REPUBLIKA.CO.ID, JAKARTA -- Komisi Aparatur Sipil Negara (KASN) menerima laporan dugaan pelanggaran netralitas ASN pada Pilkada 2020 per 31 Juli sebanyak 456 ASN. KASN pun telah menerbitkan rekomendasi penjatuhan sanksi terhadap 344 ASN yang terbukti melanggar netralitas.
Dari 344 rekomendasi tersebut, baru 189 ASN atau 54,9 persen yang ditindaklanjuti oleh Pejabat Pembina Kepegawaian (PPK). Dengan demikian, setengah ASN yang melanggar netralitas belum dijatuhkan sanksi sesuai rekomendasi KASN.
"Dengan tindak lanjut pemberian sanksi oleh PPK baru 189 ASN atau 54,9 persen," ujar Ketua KASN Agus Pramusinto dalam kampanye virtual Gerakan Nasional Netralitas ASN, Rabu (5/8).
Dia mengatakan, simpul permasalahan pelanggaran netralitas ASN adalah respons PPK yang lambat dan enggan menindaklanjuti rekomendasi sanksi dari KAS. Hal ini menunjukkan adanya konflik kepentingan pelanggaran secara terus menerus.
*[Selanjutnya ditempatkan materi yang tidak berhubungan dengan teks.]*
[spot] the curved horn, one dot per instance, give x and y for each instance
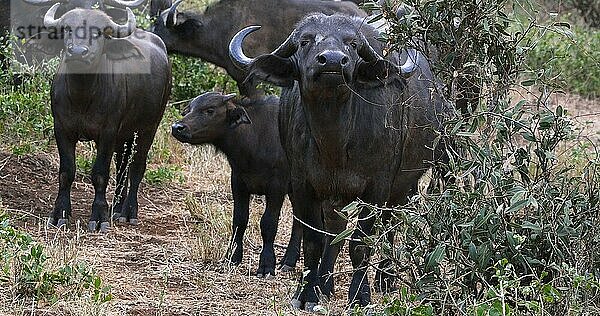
(288, 48)
(49, 20)
(125, 29)
(123, 3)
(171, 17)
(235, 47)
(411, 63)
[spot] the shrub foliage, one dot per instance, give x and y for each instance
(512, 226)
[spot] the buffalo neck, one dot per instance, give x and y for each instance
(235, 144)
(330, 116)
(79, 84)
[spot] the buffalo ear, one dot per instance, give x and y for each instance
(274, 69)
(118, 49)
(376, 73)
(237, 116)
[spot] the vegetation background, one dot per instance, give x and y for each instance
(514, 233)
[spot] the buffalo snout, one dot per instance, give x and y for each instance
(333, 59)
(77, 50)
(181, 131)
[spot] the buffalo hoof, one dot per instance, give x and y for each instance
(268, 276)
(310, 306)
(62, 222)
(104, 227)
(296, 304)
(285, 268)
(92, 226)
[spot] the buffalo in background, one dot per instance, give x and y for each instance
(207, 35)
(36, 43)
(112, 87)
(353, 125)
(246, 131)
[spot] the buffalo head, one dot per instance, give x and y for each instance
(208, 117)
(323, 51)
(87, 33)
(179, 30)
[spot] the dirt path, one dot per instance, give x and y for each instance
(170, 264)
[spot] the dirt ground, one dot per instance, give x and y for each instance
(171, 263)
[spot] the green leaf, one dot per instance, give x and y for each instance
(341, 236)
(532, 226)
(528, 82)
(518, 205)
(436, 256)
"Masalah ini harus diakhiri. Saya mohon Menpan-RB dan Mendagri memberikan sanksi yang tegas kepada PPK yang tidak menindaklanjuti rekomendasi KASN," kata Agus.
Dia menyebutkan, ada surat keputusan bersama (SKB) lima kementerian/lembaga yakni Badan Kepegawaian Negara (BKN), Bawaslu, Kemendagri, Kemenpan-RB, dan KASN tentang pedoman pengawasan netralitas ASN. Akan tetapi, SKB tersebut belum ditandatangani dan disahkan.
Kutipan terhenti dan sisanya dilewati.